Today in Trenton New Jersey I attendedthe AFL-CIO sponsored rally on the 43rd anniversary of Martin Luther King's assassination. The rally was at the IBEW local hall. My union, the Rutgers AAUP-AFT was a cosponsor. The purpose was to connect the struggles of the labor movement with the struggles for civil rights in the U.S. Since Martin Luther King represented in his life and work the struggles of working people, oppressed minorities, and the poor more than other other modern American figure, it was fitting that this day be chosen for the demonstrations
Here the rally was an educational roundtable involving Nobel Prize winning economist and New York Times columnist Paul Krugman, Randi Weingarten, president of the AFT nationally, James Harris, president of the New Jersey NAACP, Rahaman Muhammad, SEIU New Jersey State Council President, and representative Rush Holt and Senator Robert Menendez, among others.
Most of the speakers were upbeat even in these times of crisis. Most saw Wisconsin as an example to be emulated. Most stressed the need to educate citizens who have been fed a steady diet of lies by rightwing media.
Congressman Rush Holt, Senator Menendez and others made the point clearly that this is about union busting, not budget balancing in any of the states in question. The case of Professor William Cronon was raised as an example of the policy of intimidation which the Republican right has launched--if Cronon, with his scholarly achievements and academic protections, can be attacked in such a way and university officials forced to turn over emails, then no one is safe in their basic civil liberties and rights.
While the elected Democratis were somewhat on the defensive from comments by some of the labor speakers that they had not done enough(Rahaman Muhammad especially mentioned those local democratic mayors, who have turned on unionized public employees in collaboration with the Christie administration) there was a general understanding that the Republicans across the board represent a danger that must be faced and defeated.
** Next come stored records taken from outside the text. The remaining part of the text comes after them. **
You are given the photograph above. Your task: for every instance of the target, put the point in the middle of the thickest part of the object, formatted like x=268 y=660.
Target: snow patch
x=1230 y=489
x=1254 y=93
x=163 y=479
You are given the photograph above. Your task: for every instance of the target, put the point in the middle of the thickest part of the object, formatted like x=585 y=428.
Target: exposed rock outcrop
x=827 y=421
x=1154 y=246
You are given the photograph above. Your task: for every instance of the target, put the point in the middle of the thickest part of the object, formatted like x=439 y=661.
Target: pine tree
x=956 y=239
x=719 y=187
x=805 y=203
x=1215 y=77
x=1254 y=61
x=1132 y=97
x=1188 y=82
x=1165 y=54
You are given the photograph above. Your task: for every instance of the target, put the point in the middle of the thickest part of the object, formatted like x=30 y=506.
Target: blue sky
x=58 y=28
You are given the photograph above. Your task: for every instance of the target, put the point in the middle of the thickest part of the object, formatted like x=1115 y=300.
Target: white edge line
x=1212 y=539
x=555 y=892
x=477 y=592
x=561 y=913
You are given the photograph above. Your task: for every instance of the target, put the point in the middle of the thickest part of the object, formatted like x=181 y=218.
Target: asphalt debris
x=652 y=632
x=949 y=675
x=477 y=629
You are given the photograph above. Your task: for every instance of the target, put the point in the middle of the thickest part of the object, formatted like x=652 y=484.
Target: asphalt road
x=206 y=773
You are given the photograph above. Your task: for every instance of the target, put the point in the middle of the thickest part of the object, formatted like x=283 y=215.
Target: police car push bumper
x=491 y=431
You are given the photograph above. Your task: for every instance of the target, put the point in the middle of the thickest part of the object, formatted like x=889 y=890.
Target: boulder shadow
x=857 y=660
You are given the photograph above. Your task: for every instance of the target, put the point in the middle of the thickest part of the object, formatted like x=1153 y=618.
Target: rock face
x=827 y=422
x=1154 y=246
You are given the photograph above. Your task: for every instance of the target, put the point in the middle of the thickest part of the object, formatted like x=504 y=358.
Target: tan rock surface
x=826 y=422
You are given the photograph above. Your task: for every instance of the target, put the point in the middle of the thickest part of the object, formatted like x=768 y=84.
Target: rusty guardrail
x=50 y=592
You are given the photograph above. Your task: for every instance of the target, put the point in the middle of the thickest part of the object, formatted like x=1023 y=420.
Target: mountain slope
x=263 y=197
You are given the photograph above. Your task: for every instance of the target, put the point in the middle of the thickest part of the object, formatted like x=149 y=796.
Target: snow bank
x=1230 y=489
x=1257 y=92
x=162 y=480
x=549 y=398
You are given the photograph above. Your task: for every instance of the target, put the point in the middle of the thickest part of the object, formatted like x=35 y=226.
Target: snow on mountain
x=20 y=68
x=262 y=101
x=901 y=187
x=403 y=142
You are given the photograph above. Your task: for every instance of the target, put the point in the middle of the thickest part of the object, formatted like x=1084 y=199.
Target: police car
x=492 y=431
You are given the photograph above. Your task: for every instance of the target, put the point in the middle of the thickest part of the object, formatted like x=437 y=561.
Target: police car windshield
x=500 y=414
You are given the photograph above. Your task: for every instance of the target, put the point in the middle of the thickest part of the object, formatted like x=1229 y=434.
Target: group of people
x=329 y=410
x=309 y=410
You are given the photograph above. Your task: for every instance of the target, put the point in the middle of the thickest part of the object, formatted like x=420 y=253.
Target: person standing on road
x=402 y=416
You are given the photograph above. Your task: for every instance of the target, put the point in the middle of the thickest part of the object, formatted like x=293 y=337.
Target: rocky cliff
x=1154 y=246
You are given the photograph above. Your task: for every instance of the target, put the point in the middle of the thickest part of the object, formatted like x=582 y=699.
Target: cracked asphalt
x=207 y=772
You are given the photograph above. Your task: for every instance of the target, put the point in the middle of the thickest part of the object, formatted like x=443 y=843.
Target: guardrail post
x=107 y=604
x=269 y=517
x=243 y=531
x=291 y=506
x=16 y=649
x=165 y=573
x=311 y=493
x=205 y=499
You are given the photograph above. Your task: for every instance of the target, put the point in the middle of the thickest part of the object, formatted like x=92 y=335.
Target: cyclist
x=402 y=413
AFT President Randi Weingarten talked about the need to educate, to "bust myths." On a day when the Supreme Court rejected a suit by Arizona citizens to stop an Arizona law providing tax credits for those who donate to parochial schools, Weingarten mentioned that the average teachers pension in the U.S. is $22,000 and in some states, teachers get their pensions instead of social security Paul Krugman made the point that high school teachers and hedge fund managers have about the same level of education but that the former, who had nothing to do with the fiscal collapse are being along with other public employees made into scapegoats while the latter who had everything to do with the collapse get annual "bonuses" big enough to build a school(my comments there not Krugman's).
The event began and ended with scenes from Martin Luther King's last days in Memphis where he had come to support an organizing strike of sanitation workers, a point that Krugman and others mentioned has been largely erased from what students are told about him. Also, state NAACP president James Harris made the point that Governor Christie has largely eliminated the funding for the Martin Luther King Commission that the state legislature had previously established.
The unifying theme of the rally was "make this moment into a movement" or a basis for greatly expanding the ongoing movement. Instead of beating on the Obama administration, the speakers made the point that too too many had seen the victory in 2008 as an end not a beginning.
Social change doesn't come so easily and it should be no surprise that the forces of privilege and reaction have used their wealth and power to try to cancel that victory and go back to the "business as usual" policies of the Reagan-Bush era, from which they profitted so much, even if it was so destructive to working people. Just as the economic crisis of 2008 initially led to their defeat, they, like capitalists in any major economic crisis, are actively seeking to use the crisis today to bust unions, force down wages even further, and put all power back into the hands of the bailout banks and corporations.
The meeting was packed and the audience a trade union audience of men and women, whites and blacks, public and private sector workers. The feeling was that we could "make the moment into a movement" and that is what must be done, both here in New Jersey and nationally.